This paper proposes a scenario-based functional testing approach for enhancing the performance of machine learning (ML) applications. The proposed method is an iterative process that starts with testing the ML model on various scenarios to identify areas of weakness. It follows by a further testing on the suspected weak scenarios and statistically evaluate the model's performance on the scenarios to confirm the diagnosis. Once the diagnosis of weak scenarios is confirmed by test results, the treatment of the model is performed by retraining the model using a transfer learning technique with the original model as the base and applying a set of training data specifically targeting the treated scenarios plus a subset of training data selected at random from the original train dataset to prevent the so-call catastrophic forgetting effect. Finally, after the treatment, the model is assessed and evaluated again by testing on the treated scenarios as well as other scenarios to check if the treatment is effective and no side effect caused. The paper reports a case study with a real ML deep neural network (DNN) model, which is the perception system of an autonomous racing car. It is demonstrated that the method is effective in the sense that DNN model's performance can be improved. It provides an efficient method of enhancing ML model's performance with much less human and compute resource than retrain from scratch.

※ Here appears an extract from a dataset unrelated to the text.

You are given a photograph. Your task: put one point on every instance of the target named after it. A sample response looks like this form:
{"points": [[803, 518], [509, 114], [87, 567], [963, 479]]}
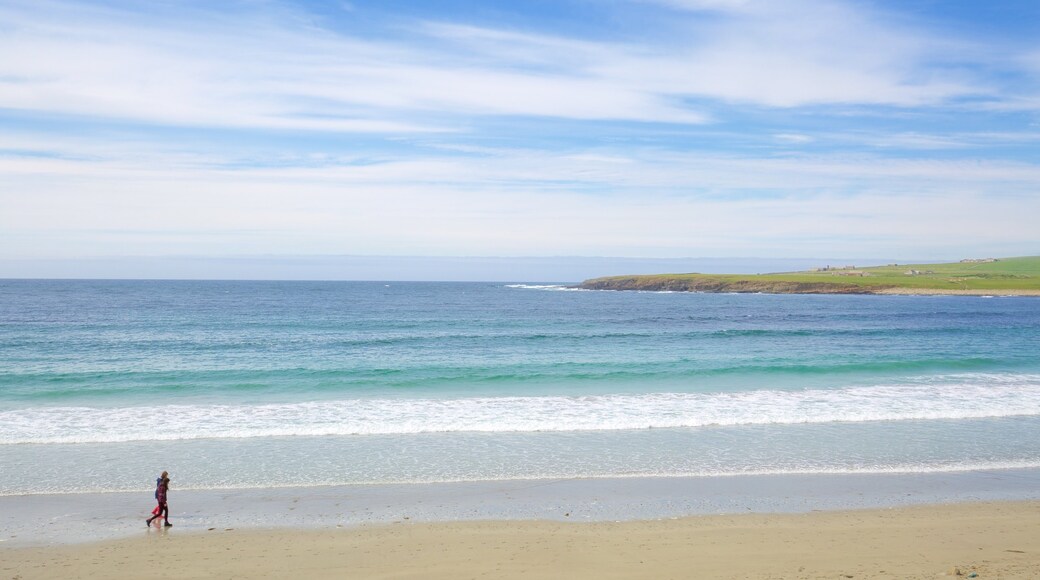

翻译：本文提出了一种基于场景的功能测试方法，用于提升机器学习（ML）应用的性能。该方法是一个迭代过程：首先在各种场景下测试ML模型以识别薄弱环节，随后针对疑似薄弱场景进行深入测试，并基于测试结果对模型在这些场景下的表现进行统计评估以确认诊断。一旦薄弱场景的诊断得到测试结果的验证，则通过迁移学习技术对模型进行治疗——以原始模型为基础，使用一组专门针对治疗场景的训练数据，并结合从原始训练数据集中随机选取的部分数据（以防止所谓的灾难性遗忘效应）进行重新训练。最后，在治疗后，需再次对模型进行评估，测试其在治疗场景及其他场景下的表现，以确认治疗效果及未引发副作用。本文基于一个真实ML深度神经网络（DNN）模型（即自动驾驶赛车的感知系统）开展了案例研究，结果表明该方法能够有效提升DNN模型性能。与从头开始重新训练相比，该方法提供了一种高效提升ML模型性能的途径，且所需的人力和计算资源显著减少。